Many law school applications include a Character and Fitness addendum that requires the applicant to reveal negative past behaviors. If you have something you need to disclose, such as a criminal arrest or a school suspension, don’t be intimidated. You can’t change the past, but you can present the facts in the best light possible. Here are some suggestions to help you through the process.
Do read the question carefully: One law school application might ask you to divulge only “misdemeanor and felony convictions,” another might ask about “arrests,” and a third might want to know about any citations, including minor traffic violations. Make sure you know exactly what the question is asking. If you are unsure whether to divulge, err on the side of divulging.
Do be honest—don’t lie: That may sound obvious, but it bears repeating. What you will hear over and over again is that if you are hiding something that will keep you from getting into law school, that same thing is likely to prevent you from ever practicing law. Don’t risk incurring thousands of dollars in debt only to find that you can’t become a lawyer.

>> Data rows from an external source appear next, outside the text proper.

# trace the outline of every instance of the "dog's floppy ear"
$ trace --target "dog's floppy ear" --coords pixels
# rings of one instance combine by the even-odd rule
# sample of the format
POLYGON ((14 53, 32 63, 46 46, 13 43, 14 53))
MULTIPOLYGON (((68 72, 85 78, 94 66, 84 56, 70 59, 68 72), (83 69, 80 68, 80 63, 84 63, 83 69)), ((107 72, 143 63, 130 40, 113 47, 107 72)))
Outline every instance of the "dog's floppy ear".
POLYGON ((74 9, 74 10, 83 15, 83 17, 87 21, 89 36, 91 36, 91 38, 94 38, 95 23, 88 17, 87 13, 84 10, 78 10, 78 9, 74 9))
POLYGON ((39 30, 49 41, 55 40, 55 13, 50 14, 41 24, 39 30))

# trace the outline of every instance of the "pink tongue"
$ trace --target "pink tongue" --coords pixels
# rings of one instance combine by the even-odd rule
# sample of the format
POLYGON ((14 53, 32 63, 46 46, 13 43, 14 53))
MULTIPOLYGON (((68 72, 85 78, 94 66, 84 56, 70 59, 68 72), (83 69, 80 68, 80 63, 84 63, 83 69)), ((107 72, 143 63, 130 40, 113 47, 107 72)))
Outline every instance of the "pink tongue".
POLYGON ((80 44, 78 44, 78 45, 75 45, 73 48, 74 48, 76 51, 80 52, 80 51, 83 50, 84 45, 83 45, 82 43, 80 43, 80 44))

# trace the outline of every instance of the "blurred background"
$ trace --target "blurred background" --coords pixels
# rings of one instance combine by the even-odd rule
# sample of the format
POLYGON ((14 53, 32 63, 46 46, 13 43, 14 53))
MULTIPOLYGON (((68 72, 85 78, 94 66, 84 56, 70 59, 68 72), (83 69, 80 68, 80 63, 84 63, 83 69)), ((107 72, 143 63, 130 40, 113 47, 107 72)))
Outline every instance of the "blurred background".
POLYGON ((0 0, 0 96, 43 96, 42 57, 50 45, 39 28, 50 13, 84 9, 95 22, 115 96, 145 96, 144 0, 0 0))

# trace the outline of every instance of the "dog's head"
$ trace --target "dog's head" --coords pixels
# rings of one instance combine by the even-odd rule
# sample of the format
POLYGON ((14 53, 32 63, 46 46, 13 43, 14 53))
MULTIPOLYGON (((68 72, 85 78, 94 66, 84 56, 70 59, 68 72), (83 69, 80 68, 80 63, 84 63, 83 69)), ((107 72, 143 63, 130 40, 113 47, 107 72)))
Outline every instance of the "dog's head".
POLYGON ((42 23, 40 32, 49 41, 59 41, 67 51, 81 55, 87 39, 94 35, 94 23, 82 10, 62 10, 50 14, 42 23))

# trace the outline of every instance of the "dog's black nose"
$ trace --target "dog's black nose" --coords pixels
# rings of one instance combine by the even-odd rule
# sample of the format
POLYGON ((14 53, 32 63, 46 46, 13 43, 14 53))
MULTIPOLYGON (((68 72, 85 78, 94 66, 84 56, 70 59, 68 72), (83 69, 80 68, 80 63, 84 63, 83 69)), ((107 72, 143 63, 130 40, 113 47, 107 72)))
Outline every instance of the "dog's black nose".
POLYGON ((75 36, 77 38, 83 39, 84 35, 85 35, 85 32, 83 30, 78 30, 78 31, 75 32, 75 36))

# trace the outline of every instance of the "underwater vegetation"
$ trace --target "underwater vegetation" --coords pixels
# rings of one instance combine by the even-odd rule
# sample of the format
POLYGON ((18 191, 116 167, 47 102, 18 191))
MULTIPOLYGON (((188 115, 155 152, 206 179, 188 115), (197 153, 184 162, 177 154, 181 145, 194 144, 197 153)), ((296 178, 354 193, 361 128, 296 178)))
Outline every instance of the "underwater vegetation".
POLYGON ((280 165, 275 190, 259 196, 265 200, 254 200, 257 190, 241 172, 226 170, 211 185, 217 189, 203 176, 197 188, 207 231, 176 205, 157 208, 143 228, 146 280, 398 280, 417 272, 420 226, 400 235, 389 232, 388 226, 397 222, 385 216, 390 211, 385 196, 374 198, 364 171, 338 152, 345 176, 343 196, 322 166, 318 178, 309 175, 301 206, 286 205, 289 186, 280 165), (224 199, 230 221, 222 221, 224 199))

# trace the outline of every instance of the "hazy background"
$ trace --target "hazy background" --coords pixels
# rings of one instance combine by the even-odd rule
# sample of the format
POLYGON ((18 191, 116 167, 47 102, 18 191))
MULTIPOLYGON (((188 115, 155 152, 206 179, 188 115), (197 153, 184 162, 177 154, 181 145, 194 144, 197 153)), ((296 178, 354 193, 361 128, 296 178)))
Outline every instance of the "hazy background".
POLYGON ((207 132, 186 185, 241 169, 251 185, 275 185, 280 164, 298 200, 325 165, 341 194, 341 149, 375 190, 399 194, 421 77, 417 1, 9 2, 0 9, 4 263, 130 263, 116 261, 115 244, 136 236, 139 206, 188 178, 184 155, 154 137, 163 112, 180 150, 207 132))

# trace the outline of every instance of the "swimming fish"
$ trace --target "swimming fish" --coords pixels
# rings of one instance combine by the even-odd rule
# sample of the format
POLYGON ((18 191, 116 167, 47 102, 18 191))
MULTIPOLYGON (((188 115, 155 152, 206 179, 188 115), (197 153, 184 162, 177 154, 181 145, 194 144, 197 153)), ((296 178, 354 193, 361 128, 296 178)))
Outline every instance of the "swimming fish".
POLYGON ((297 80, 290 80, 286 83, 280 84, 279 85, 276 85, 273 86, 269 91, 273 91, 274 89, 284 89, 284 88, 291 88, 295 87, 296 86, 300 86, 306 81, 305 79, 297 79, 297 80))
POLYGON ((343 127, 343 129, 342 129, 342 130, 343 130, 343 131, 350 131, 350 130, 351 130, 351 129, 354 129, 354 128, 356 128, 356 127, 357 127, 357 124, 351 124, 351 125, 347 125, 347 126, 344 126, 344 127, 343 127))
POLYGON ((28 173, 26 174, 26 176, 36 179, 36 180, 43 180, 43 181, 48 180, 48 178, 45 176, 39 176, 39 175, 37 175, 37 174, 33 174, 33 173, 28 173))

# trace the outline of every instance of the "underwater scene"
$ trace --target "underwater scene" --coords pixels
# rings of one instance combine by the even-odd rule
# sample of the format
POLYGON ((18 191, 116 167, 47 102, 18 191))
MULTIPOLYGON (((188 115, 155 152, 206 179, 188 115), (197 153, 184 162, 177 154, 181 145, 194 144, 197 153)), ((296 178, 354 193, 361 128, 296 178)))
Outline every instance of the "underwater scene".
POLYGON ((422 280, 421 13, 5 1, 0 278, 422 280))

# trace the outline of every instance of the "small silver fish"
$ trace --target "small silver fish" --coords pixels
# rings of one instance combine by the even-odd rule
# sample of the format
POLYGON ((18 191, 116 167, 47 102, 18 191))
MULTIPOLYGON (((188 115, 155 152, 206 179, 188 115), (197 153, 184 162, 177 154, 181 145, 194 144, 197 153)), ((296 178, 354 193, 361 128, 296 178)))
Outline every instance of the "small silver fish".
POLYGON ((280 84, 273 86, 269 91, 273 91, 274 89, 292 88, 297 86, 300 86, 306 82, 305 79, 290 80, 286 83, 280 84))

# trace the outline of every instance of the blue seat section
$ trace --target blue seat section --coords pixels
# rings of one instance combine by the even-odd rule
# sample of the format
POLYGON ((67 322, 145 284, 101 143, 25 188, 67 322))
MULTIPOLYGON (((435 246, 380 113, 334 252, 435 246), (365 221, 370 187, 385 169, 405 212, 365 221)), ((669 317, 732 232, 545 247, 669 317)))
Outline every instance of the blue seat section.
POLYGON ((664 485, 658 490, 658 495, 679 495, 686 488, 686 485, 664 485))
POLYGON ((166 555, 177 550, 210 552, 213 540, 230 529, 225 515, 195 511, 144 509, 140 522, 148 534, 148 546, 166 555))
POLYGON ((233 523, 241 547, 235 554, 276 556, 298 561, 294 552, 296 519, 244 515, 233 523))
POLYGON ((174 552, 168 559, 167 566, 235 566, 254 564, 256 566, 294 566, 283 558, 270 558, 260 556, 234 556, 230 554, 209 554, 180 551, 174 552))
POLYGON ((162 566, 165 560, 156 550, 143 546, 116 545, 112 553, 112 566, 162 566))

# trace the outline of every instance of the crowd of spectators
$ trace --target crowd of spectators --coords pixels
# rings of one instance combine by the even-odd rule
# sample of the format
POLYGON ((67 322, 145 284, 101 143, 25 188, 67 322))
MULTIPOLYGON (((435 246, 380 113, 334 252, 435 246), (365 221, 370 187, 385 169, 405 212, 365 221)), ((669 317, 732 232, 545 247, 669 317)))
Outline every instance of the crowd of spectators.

Do be thorough—don’t leave out important details: If you do need to respond to one of these questions, provide all relevant details. If you have an arrest in your past, tell the committee what the arrest was for. Be specific. If it was for drug possession, were you charged with a misdemeanor or felony? What drug were you in possession of? When did the incident occur (e.g., how old were you, how many years ago did it happen)? Were the charges dropped, or were you convicted? What was the sentence, if any? Obtain copies of the official records of the arrest or citation as well as the disposition of your case so you can be as accurate as possible.

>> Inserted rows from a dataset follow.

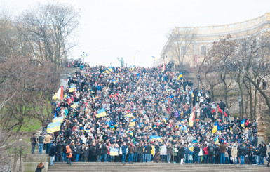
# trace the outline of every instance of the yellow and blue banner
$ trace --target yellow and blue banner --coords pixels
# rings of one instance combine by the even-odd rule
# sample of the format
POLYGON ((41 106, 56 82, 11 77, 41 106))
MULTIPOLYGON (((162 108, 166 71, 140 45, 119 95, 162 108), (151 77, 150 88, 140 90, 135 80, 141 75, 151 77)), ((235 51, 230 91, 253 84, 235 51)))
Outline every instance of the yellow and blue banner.
POLYGON ((73 109, 75 109, 77 107, 78 104, 79 104, 79 102, 76 102, 72 105, 71 105, 70 107, 72 107, 73 109))
POLYGON ((106 116, 107 116, 107 114, 106 114, 105 109, 102 108, 97 112, 97 114, 95 115, 95 117, 96 118, 101 118, 101 117, 106 117, 106 116))
POLYGON ((245 126, 245 119, 243 119, 243 121, 241 121, 241 126, 242 127, 244 127, 245 126))
POLYGON ((110 148, 109 155, 110 156, 118 156, 119 148, 110 148))
POLYGON ((53 119, 53 122, 58 122, 58 121, 62 122, 63 120, 64 120, 64 117, 55 117, 54 119, 53 119))
POLYGON ((220 127, 218 125, 217 121, 215 121, 214 124, 214 127, 212 128, 212 133, 214 134, 215 132, 217 132, 219 130, 220 130, 220 127))
POLYGON ((177 80, 182 79, 182 77, 183 76, 183 72, 181 71, 180 72, 180 74, 179 74, 178 77, 177 77, 177 80))
POLYGON ((215 137, 215 144, 217 144, 219 143, 219 140, 218 140, 218 135, 217 135, 217 137, 215 137))
POLYGON ((158 142, 161 142, 161 137, 157 136, 157 135, 150 135, 150 139, 153 140, 154 141, 156 140, 158 142))
POLYGON ((51 133, 60 130, 60 121, 51 122, 47 126, 47 133, 51 133))
POLYGON ((130 126, 135 126, 135 122, 136 122, 136 119, 134 118, 131 121, 130 121, 130 123, 129 124, 129 127, 130 126))

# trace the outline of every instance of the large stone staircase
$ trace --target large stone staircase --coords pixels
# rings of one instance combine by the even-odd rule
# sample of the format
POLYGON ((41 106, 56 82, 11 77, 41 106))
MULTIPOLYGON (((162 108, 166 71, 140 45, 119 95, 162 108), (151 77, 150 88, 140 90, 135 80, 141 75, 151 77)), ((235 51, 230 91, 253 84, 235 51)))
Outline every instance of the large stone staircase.
POLYGON ((168 163, 98 163, 76 162, 69 166, 65 163, 55 163, 49 166, 48 171, 270 171, 270 167, 258 165, 231 165, 231 164, 180 164, 168 163))

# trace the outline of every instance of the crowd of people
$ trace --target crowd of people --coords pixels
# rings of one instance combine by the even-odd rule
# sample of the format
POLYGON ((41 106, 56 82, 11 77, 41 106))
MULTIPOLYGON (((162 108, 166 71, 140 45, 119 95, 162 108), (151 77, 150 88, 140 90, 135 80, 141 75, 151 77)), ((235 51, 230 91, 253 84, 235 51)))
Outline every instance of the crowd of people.
POLYGON ((64 119, 60 131, 47 133, 44 126, 36 140, 40 153, 44 149, 50 156, 50 165, 269 161, 266 145, 258 143, 256 120, 230 121, 222 100, 211 100, 209 91, 179 74, 162 67, 80 67, 63 100, 53 104, 53 117, 64 119))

If you have a reasonable response to why the episode happened, provide it. Law schools are not looking for people who have never made a mistake; they are looking for people who can understand why and how they made the mistake.
Do take responsibility—don’t make excuses: Again, law schools are not expecting you to be perfect. Sure, they want you to be honest, but they also want to see that you can think critically, especially about yourself and your past experiences. If you had a misstep, take responsibility and show that you understand that what you did was wrong and have changed in ways that ensure that you will not find yourself in the same (or a similar) situation in the future. Show remorse. For example, growing up poor can be heartbreaking, but it is not an excuse to break the law.